Writer: James Robinson
Penciller: Cully Hamner
Inker: John Lowe
Letterer: Tim Eldred
Color Design: Paul Mounts
Editor: Chris Ulm
Published by: Malibu Comics
Cover Date: September 1993
Cover Price: $1.95

I feel like this is the first time I’ve read this issue, and yet, knowing I’ve had the issue quite a long time, and remember a fair bit with the character…it’s hard for me to believe I "jumped in" with the start of the Rafferty Saga around #13 or so "cold." Then again, having acquired the VHS with #0 at some point, and realizing how much I actually HAD missed, and considering there was a LOT I could have picked up from the likes of Wizard Magazine, the Ultrafiles pages, and whatnot, I suppose I could have gotten in "cold."

We open this issue on a boring office with a boss pestering someone for the time. We find out he’s waiting on someone he’s hired to bring someone in…if the guy isn’t brought in, the boss is out $25k. Two figures crash into the office, and after a brawl in the office, "the bad guy" is subdued. The guy that was hired is Alec Swan, and he hates being called "Firearm." We get a lot of exposition from Swan conversationally, speaking to the reader; and then he moves to his office where he checks on messages, and has a lead for another case. He winds up taking the case, and after a night trying to track the person down, he’s ambushed. Being trained as he is, he winds up on top…though it’s messed up the rest of his plans.

I really enjoyed this issue…much more than I expected to. NOW knowing James Robinson‘s name as a writer, I had decent expectations of this issue. That it exceeded my expectations is definitely a good thing! I certainly didn’t know him by name in 1993/1994, but now knowing his name especially from his Starman run at DC, I’ve looked forward to getting to this series.

Visually I really liked this. I recognize Hamner‘s name as an artist who has done stuff I’ve presumably liked in the past, though I can’t put an exact finger on or cite a specific example at the moment. The art here conveys the action quite well, along with the quieter moments, and there’s some nice use of shadows to give effect. One panel showing Swan in shadow with just his eyes and scar visible put me in mind of Bloodshot. A panel in Swan’s home includes Ultra Monthly #1 as well as a paperback copy of Jurassic Park (this was originally published around the time the original Jurassic Park film would have been either still in theaters or very recently in theaters!). Easy details to miss, but the fact I happened to notice them really ratcheted up my enjoyment!

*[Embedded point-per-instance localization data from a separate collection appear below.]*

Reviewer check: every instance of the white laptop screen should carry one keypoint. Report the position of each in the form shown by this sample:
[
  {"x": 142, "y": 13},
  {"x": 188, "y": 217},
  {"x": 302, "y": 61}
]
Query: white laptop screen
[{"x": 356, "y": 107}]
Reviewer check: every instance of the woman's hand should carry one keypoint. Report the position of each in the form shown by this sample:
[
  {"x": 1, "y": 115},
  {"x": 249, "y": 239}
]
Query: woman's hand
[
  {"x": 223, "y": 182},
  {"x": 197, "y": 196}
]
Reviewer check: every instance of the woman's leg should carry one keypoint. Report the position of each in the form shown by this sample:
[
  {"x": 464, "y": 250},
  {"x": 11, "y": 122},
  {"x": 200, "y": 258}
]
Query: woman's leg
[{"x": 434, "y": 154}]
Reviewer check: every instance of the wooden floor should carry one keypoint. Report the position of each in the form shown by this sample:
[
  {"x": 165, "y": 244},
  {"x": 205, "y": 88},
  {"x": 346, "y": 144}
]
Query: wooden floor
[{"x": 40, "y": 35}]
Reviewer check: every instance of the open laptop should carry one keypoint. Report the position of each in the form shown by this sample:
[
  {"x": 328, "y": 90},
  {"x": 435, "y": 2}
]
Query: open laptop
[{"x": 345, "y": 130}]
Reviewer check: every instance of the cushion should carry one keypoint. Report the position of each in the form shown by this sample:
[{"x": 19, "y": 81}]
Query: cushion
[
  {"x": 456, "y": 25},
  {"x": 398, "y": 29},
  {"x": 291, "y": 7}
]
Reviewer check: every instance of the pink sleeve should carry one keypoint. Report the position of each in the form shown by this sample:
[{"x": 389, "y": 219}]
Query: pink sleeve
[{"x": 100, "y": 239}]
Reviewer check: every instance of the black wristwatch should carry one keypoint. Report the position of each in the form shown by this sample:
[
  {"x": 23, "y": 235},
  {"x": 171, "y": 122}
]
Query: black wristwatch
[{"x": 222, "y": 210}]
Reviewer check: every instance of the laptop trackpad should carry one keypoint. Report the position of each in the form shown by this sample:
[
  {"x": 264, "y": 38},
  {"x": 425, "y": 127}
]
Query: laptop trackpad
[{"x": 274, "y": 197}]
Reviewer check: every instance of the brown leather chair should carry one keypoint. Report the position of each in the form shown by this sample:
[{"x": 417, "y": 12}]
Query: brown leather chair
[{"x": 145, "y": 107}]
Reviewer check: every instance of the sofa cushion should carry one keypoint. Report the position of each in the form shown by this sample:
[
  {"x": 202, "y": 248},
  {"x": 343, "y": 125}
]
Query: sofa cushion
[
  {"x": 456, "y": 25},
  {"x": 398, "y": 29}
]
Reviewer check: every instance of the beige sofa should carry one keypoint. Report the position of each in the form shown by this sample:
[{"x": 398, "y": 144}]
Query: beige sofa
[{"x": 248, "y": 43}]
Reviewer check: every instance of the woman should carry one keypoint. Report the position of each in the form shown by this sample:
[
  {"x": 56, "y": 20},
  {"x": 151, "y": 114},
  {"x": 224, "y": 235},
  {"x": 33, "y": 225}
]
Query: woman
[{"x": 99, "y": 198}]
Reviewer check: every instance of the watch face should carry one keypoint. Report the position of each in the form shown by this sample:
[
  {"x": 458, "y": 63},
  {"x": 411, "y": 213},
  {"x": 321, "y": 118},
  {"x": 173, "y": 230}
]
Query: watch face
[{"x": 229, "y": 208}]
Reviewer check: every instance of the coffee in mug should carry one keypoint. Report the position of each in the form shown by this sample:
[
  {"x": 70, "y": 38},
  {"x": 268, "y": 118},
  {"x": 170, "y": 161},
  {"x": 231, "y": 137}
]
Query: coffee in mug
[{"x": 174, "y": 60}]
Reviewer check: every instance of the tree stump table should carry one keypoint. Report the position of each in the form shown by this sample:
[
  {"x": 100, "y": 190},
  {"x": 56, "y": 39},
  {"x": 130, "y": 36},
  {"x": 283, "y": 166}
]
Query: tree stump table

Story-wise, I liked this. We got a look at "normal people" that might interact with Swan; we see him in action at a disadvantage; we see him at home, we see him at the start of a new case, and how he gets cases…and we get a bit of an info-dump (better this way than having to wait a number of issues) on his past and how he feels…the internal monologue of sorts. That he’s essentially addressing the reader is a nice touch that builds connection and familiarity. We then see the character in action with some preparation. My big complaint would probably be that the issue just sort of ends, with no real declaration of it ending, or that it’ "To Be Continued" or whatnot…and we’re dumped into a 4-page ad for the Firearm video/#0 package. It’s an appropriate ad given it’s tied to this title, but I’m not sure all 4 pages were needed.

Knowing the character’s from England, it’s easier to read this with a bit of an accent…or try to "hear" it in the reading. And something about the whole thing makes me think that Jason Statham would be an excellent actor to play Alec Swan/Firearm in live-action at present.

I look forward to getting to the next issue, as well as getting to know this character better. Still, at "only" month #4 of the Ultraverse in general, we’re still getting to know a handful of Ultras and get used to the idea of there being so many of them all of a sudden…so it’s a LITTLE "early" to be introducing this character on a premise of being the normal guy facing off with Ultras. Then again, it’s likely moreso that we see the "descent" into dealing with more Ultras.

As with the other Ultraverse #1s, this is bargain bin fodder for sure…so I’d recommend paying $1 or less for it. But I’d definitely recommend checking it out. This is part action-hero flick, part film noir…and a very solid issue. We’ll see how the later issues seem, but on strength of the first issue, if I didn’t already own the whole series and if this was a modern comic, I’d be coming back for the next issue!